« 99 Homes » : la grande bouffe des banques

focus film Rami Bahrani, sortie e-cinéma le 18 mars 2016

Pitch

Rick Carver a fait fortune dans la saisie des biens immobiliers. Quand il exproprie Dennis Nash et sa famille, ce dernier lui propose un marché...

Notes

Le Grand prix du festival de Deauville ne sortira pas en salles mais directement, non pas en DVD mais en e.cinéma (dispo en VOD sur les plateformes dédiées). Digression : le DVD, aujourd’hui détrôné par le blu-ray, est un phénomène que je n’arrive pas à comprendre, comment ce support MATERIEL (un de plus quand on a déjà connu la VHS, le laser-disc, le DVD et j’en passe…) a réussi à s’imposer à l’ère de la dématérialisation des supports, car, qu’on l’aime ou pas, elle est là, en place. Donc, moi, la VOD, pour la blogueuse hyper-connectée que je suis, ça me va très bien.

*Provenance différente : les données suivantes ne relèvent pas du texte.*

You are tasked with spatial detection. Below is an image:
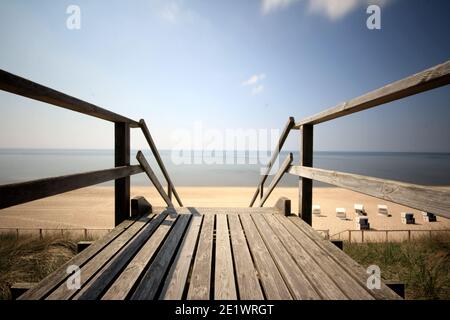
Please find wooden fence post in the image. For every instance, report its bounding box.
[115,122,130,226]
[299,124,313,225]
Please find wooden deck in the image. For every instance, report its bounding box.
[19,207,401,300]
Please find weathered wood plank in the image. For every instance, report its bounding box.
[115,122,131,225]
[131,214,191,300]
[295,60,450,127]
[239,214,292,300]
[101,213,178,300]
[275,215,375,299]
[187,214,214,300]
[258,153,293,207]
[140,119,183,206]
[73,211,171,300]
[214,214,237,300]
[228,215,263,300]
[47,213,156,300]
[285,215,401,300]
[0,69,139,126]
[251,214,320,300]
[298,125,313,224]
[18,218,136,300]
[0,165,143,210]
[289,166,450,219]
[250,117,295,207]
[137,151,174,207]
[159,215,203,300]
[263,214,347,299]
[274,197,291,216]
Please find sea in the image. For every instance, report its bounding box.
[1,149,450,187]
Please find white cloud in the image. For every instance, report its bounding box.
[261,0,392,20]
[242,73,266,86]
[155,0,198,24]
[252,85,264,95]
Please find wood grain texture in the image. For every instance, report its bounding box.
[0,165,143,210]
[0,69,139,126]
[289,165,450,219]
[295,60,450,127]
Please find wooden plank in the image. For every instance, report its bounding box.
[239,214,292,300]
[274,197,291,216]
[46,213,156,300]
[19,218,136,300]
[250,117,295,207]
[295,60,450,127]
[214,214,237,300]
[159,215,203,300]
[102,214,181,300]
[262,214,347,299]
[298,125,313,224]
[228,215,264,300]
[289,166,450,219]
[130,214,191,300]
[140,119,183,206]
[251,214,320,300]
[0,165,143,210]
[275,215,376,300]
[187,214,214,300]
[73,211,171,300]
[258,153,293,207]
[285,215,401,300]
[0,69,139,126]
[115,122,131,225]
[137,151,174,207]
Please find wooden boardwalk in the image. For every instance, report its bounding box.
[19,207,400,300]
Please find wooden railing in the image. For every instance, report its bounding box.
[0,70,182,226]
[251,60,450,224]
[330,229,450,243]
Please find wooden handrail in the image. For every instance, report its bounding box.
[249,117,295,207]
[136,151,174,207]
[295,60,450,128]
[259,153,293,207]
[0,70,140,127]
[288,165,450,219]
[139,119,183,206]
[0,165,143,210]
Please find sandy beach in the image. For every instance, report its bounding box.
[0,186,449,238]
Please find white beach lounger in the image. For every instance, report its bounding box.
[377,204,389,216]
[336,208,347,219]
[312,204,321,215]
[354,204,365,216]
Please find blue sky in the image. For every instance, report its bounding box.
[0,0,449,152]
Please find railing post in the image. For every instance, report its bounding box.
[115,122,130,226]
[298,124,313,225]
[259,184,264,200]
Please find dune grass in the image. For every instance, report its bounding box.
[344,234,450,300]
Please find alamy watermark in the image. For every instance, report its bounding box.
[366,264,381,290]
[66,5,81,30]
[66,264,81,290]
[367,5,381,30]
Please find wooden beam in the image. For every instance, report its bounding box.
[131,196,152,218]
[299,125,313,225]
[289,166,450,219]
[0,70,139,127]
[258,153,293,207]
[0,165,143,210]
[115,122,131,226]
[139,119,183,206]
[136,151,174,207]
[295,60,450,128]
[274,197,291,216]
[249,117,295,207]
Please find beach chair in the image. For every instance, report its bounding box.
[355,216,370,230]
[377,204,389,216]
[312,204,321,215]
[354,204,366,216]
[401,212,415,224]
[421,211,437,222]
[336,208,347,220]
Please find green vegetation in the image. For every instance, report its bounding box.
[344,234,450,300]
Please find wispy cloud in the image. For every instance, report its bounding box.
[251,85,264,95]
[261,0,391,20]
[242,73,266,86]
[154,0,198,24]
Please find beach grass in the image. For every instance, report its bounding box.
[344,234,450,299]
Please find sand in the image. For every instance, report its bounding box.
[0,186,449,238]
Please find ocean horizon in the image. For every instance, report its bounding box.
[1,148,450,188]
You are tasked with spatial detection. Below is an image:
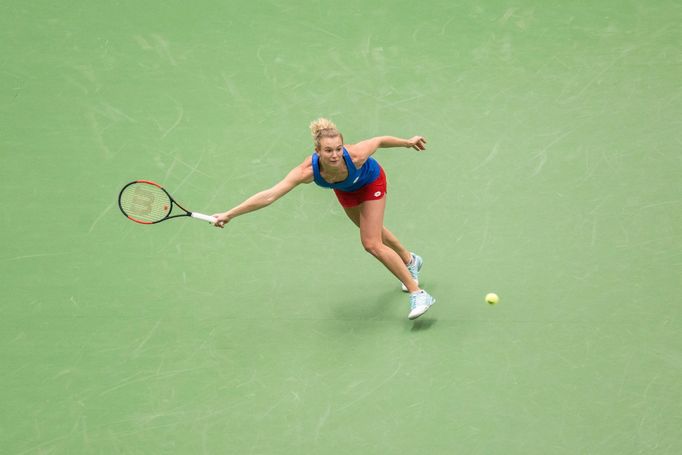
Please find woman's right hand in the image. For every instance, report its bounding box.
[211,212,232,228]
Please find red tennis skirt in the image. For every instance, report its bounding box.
[333,166,387,208]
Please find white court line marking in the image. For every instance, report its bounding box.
[4,253,69,262]
[132,319,162,358]
[638,200,682,210]
[174,151,205,193]
[151,33,177,66]
[531,130,573,176]
[336,363,402,412]
[306,24,343,40]
[160,96,184,138]
[314,403,332,442]
[88,202,114,234]
[471,140,500,172]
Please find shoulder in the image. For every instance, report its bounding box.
[277,157,313,188]
[346,139,378,168]
[293,156,314,184]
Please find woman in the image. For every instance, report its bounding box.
[212,118,435,320]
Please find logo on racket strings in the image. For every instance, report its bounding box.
[132,187,155,215]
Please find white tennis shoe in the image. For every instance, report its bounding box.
[401,252,423,292]
[408,290,435,320]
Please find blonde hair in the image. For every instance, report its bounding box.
[309,117,343,149]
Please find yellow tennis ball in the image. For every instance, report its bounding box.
[485,293,499,305]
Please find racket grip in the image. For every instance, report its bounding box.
[191,212,217,224]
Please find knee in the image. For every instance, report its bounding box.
[362,238,383,256]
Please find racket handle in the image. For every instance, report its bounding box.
[191,212,217,224]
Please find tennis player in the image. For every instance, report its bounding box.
[212,118,435,320]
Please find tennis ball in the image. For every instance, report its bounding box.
[485,293,499,305]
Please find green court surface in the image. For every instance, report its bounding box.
[2,1,681,453]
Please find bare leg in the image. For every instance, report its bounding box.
[343,206,412,265]
[381,226,412,265]
[349,198,420,293]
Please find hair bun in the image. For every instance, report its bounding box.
[309,118,342,148]
[309,118,338,138]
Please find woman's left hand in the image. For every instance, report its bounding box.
[407,136,427,151]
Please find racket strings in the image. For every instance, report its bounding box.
[119,183,172,223]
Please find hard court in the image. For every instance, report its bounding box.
[1,0,681,453]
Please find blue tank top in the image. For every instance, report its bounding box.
[312,148,381,192]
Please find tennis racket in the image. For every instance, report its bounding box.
[118,180,216,225]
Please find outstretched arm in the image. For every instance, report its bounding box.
[348,135,427,163]
[376,136,427,151]
[212,157,313,228]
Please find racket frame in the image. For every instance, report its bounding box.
[118,179,216,225]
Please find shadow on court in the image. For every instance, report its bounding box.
[410,318,437,331]
[325,285,440,332]
[328,287,409,322]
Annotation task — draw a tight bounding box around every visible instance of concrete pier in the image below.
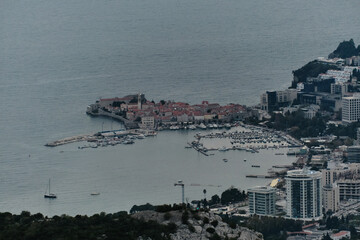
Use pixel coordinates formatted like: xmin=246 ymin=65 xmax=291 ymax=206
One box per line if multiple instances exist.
xmin=45 ymin=134 xmax=96 ymax=147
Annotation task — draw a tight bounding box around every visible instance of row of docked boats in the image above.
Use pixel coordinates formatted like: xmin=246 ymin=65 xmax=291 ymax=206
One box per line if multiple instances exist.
xmin=196 ymin=124 xmax=301 ymax=151
xmin=217 ymin=146 xmax=259 ymax=152
xmin=78 ymin=134 xmax=147 ymax=149
xmin=168 ymin=123 xmax=232 ymax=130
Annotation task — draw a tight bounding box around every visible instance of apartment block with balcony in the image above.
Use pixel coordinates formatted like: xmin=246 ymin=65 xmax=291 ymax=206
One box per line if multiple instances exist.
xmin=285 ymin=169 xmax=322 ymax=221
xmin=248 ymin=186 xmax=276 ymax=216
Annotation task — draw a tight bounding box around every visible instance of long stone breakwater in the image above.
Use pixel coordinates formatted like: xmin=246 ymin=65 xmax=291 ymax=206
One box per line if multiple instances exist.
xmin=45 ymin=129 xmax=155 ymax=148
xmin=45 ymin=134 xmax=96 ymax=147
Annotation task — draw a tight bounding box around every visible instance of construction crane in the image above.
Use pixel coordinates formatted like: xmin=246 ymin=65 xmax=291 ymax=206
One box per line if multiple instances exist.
xmin=174 ymin=181 xmax=221 ymax=204
xmin=174 ymin=180 xmax=185 ymax=204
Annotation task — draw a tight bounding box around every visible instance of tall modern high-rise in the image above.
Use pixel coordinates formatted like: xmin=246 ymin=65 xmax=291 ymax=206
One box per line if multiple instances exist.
xmin=248 ymin=186 xmax=276 ymax=216
xmin=285 ymin=169 xmax=322 ymax=221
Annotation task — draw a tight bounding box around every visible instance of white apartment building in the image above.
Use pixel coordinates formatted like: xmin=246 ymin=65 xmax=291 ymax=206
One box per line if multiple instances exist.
xmin=248 ymin=186 xmax=276 ymax=216
xmin=342 ymin=94 xmax=360 ymax=123
xmin=337 ymin=179 xmax=360 ymax=201
xmin=322 ymin=168 xmax=338 ymax=186
xmin=277 ymin=89 xmax=298 ymax=103
xmin=140 ymin=116 xmax=155 ymax=129
xmin=322 ymin=164 xmax=360 ymax=186
xmin=330 ymin=82 xmax=348 ymax=95
xmin=322 ymin=184 xmax=339 ymax=213
xmin=260 ymin=89 xmax=298 ymax=112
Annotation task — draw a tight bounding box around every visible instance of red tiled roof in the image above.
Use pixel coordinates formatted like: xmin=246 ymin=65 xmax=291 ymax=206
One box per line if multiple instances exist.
xmin=160 ymin=116 xmax=172 ymax=120
xmin=193 ymin=111 xmax=204 ymax=116
xmin=302 ymin=223 xmax=317 ymax=230
xmin=332 ymin=231 xmax=349 ymax=237
xmin=287 ymin=231 xmax=310 ymax=235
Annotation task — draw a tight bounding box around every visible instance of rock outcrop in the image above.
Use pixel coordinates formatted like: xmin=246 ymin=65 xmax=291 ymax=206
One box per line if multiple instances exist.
xmin=132 ymin=210 xmax=263 ymax=240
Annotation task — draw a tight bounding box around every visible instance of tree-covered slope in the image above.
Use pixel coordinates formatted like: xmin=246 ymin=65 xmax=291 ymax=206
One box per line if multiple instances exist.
xmin=328 ymin=39 xmax=360 ymax=59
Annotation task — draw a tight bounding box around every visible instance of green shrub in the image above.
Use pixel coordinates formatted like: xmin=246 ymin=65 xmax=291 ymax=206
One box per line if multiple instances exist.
xmin=164 ymin=212 xmax=172 ymax=220
xmin=167 ymin=222 xmax=177 ymax=233
xmin=209 ymin=233 xmax=222 ymax=240
xmin=211 ymin=220 xmax=218 ymax=227
xmin=192 ymin=212 xmax=201 ymax=220
xmin=181 ymin=211 xmax=189 ymax=224
xmin=229 ymin=221 xmax=236 ymax=229
xmin=155 ymin=204 xmax=172 ymax=213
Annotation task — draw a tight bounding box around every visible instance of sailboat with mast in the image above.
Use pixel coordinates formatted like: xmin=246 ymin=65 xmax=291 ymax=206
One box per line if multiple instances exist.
xmin=44 ymin=178 xmax=57 ymax=199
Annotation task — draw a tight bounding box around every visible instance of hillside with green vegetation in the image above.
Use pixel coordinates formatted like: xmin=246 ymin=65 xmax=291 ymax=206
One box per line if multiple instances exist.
xmin=291 ymin=60 xmax=340 ymax=87
xmin=328 ymin=39 xmax=360 ymax=59
xmin=0 ymin=199 xmax=262 ymax=240
xmin=0 ymin=211 xmax=177 ymax=240
xmin=291 ymin=39 xmax=360 ymax=88
xmin=242 ymin=215 xmax=302 ymax=240
xmin=265 ymin=110 xmax=328 ymax=139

Ce film est un choc : une mise en scène sans le moindre temps mort, des focus habiles et un scénario très intelligent tout en dénonçant les conséquences (en deux mots) de la crise des subprimes aux US ayant conduit à l’expulsion de familles entières, surendettées à qui on disait « votre maison appartient désormais à la banque, prenez quelques effets personnels et sortez! ». Comme quand on est arrêté pour un crime, les menottes en moins mais pas les flics, accompagnant l’huissier, ici, « assistant » un certain Rick Carver, « courtier immobilier assermenté », traduction : au service des banques, ce type faisant  fortune en expulsant les gens, manu militari, depuis des années.

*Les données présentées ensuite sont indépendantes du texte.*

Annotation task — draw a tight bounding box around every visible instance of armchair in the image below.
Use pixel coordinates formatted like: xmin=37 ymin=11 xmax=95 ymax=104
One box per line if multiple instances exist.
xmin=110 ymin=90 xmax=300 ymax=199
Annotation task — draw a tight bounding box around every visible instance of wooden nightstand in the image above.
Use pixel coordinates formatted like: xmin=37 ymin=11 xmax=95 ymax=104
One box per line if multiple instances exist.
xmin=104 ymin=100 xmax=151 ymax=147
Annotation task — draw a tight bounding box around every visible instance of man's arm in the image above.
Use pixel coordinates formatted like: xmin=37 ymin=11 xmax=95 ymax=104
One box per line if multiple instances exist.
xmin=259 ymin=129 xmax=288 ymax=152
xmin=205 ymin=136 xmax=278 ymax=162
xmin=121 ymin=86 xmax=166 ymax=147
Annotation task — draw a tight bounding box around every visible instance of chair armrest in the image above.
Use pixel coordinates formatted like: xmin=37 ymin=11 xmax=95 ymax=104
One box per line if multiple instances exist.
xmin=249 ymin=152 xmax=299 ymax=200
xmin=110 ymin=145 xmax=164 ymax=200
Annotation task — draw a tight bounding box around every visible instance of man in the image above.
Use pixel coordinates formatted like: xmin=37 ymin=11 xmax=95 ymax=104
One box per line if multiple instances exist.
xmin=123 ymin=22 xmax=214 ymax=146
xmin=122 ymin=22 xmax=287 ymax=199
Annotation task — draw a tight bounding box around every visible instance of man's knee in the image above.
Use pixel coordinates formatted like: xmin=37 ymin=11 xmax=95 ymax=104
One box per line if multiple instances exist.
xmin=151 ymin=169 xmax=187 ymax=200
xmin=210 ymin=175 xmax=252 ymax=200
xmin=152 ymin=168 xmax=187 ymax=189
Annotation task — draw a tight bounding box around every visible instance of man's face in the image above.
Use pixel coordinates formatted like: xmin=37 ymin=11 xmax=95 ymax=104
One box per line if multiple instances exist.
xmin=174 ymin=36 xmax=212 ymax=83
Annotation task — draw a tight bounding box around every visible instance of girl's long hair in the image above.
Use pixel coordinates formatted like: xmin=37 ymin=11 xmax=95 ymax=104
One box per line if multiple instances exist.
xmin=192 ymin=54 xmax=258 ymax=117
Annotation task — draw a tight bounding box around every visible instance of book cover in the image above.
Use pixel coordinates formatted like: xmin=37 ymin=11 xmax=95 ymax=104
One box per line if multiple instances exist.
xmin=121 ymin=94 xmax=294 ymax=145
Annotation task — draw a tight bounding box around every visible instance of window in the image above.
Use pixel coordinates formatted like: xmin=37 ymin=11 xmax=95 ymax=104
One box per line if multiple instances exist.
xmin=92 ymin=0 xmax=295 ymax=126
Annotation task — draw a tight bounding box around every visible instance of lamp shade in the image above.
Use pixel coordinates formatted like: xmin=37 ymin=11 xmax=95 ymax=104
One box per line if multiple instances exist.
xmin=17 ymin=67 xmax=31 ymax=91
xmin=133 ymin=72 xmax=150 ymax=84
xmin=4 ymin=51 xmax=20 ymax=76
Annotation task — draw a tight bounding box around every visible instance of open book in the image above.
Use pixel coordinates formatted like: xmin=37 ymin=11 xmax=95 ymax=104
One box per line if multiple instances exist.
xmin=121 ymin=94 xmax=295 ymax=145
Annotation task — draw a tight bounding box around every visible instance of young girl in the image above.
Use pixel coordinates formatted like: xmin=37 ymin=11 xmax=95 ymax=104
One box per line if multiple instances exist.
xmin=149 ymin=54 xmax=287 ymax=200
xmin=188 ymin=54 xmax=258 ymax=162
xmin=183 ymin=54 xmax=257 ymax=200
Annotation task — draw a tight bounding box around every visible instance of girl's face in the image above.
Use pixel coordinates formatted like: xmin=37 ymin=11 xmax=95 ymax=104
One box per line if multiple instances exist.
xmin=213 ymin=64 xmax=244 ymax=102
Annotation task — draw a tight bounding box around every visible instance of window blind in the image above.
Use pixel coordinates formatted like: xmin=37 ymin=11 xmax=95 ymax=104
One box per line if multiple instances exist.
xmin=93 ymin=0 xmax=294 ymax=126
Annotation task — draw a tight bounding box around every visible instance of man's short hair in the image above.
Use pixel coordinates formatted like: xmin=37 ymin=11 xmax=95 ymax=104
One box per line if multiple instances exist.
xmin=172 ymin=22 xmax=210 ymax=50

le scénario est toujours un peu le même, le tribunal dit à une famille « vous avez 30 jours pour faire appel » et deux jours plus tard, Nick Carver se pointe (les malheureux pré-expulsés n’ont pas encore réussi à joindre un avocat) et les vire sur le trottoir, direct! Lui et ses deux acolytes policiers en rajoutent, on va être gentils, on vous donne entre deux et dix minutes à pour emporter quelques effets perso, puis, ils déposent tout le mobilier de la maison sur le trottoir, préviennent le chef de famille que si sous 48h, il ne sont pas venus récupérer leurs meubles, ce sera trop tard, et, pour ne pas perdre de temps, un employé de Rick Carver est déjà en train de changer la serrure puisque cette maison appartient désormais à la banque.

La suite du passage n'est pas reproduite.